HP DraftMaster I

From: Eric Smith <eric_at_brouhaha.com>
Date: Thu Sep 2 02:40:08 1999

Joe <rigdonj_at_intellistar.net> wrote:
> Sounds like a HP 7221 plotter with paper feed. I have one of them and a
> 9874 that's similar but has a HP-IB inteface. Someone dropped the 9874 on
> one corner and bent the whole thing out of kilter. I've tried everything
> but I can't get it to feed paper right. The framne is too heavy to try and
> straighten out. Perhaps if I took it to someone that has a puller for
> straightening car frames .....

I think you must be referring to the HP 9872. They sold basically the
same plotter as three models:

HP 7220 - RS-232 serial, compact binary language
HP 7221 - RS-232 serial, HP-GL, same hardware as 7220 but with different ROMS
HP 9872 - IEEE-488 (HP-IB), HP-GL

Different letter suffixes denoted the generation of the plotter, and whether
it had the roll feed (e.g., 9872 A/B/C without, and 9872 S/T with). Early
generations had four pen stalls, and later ones had eight.

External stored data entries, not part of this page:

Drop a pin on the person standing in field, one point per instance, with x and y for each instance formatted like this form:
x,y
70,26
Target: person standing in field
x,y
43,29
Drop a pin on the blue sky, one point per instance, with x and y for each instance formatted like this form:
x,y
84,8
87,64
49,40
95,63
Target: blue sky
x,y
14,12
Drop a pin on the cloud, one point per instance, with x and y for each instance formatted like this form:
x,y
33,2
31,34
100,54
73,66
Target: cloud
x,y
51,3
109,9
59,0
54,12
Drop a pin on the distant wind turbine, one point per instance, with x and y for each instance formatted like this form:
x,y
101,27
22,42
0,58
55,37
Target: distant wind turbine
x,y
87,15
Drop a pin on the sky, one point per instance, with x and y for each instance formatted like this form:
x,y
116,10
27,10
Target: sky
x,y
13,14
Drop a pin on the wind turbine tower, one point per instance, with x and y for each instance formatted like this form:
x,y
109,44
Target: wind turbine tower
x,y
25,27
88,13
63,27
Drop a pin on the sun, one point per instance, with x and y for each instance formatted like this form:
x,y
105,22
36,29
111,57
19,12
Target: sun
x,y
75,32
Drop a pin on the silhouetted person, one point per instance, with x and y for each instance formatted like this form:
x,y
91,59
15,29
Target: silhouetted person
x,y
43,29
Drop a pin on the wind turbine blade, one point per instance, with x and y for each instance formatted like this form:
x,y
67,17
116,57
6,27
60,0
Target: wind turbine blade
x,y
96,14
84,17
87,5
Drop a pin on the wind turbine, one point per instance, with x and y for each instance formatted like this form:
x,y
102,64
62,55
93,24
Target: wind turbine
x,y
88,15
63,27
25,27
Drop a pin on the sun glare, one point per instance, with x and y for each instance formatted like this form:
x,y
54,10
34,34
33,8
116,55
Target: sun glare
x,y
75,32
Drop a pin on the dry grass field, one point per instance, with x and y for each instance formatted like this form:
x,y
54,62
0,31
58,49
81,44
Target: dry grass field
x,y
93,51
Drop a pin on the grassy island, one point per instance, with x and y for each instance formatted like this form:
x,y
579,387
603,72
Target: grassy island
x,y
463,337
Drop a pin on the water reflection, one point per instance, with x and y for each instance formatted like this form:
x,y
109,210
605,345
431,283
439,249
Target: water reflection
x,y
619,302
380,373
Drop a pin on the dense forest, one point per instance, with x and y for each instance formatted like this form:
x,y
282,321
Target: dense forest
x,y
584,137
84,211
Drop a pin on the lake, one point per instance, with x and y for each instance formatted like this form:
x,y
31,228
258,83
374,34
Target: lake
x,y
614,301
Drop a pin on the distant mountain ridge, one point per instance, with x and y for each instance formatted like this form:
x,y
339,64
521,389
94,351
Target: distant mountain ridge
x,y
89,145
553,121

Note that these were the first HP-GL plotters, and the language evolved
some minor differences that prevent some modern software from working with
them. I built my own serial-to-488 box to use with mine, and my firmware
tweaks the HP-GL when necessary.

"Richard Erlacher" <edick_at_idcomm.com> wrote:
> God be thanked, it's not at all like that miserable piece of junk! If id
> hadn't said HP on it, nobody with more than two grey cells would have taken
> one home.

I can't believe you'd say that about this series of plotters, which were
very well-engineered and solidly built flatbed plotters. Are you
sure you're not thinking about the 7225, or the much later "consumer"
grit-wheel plotters such as the 7470 and 7475?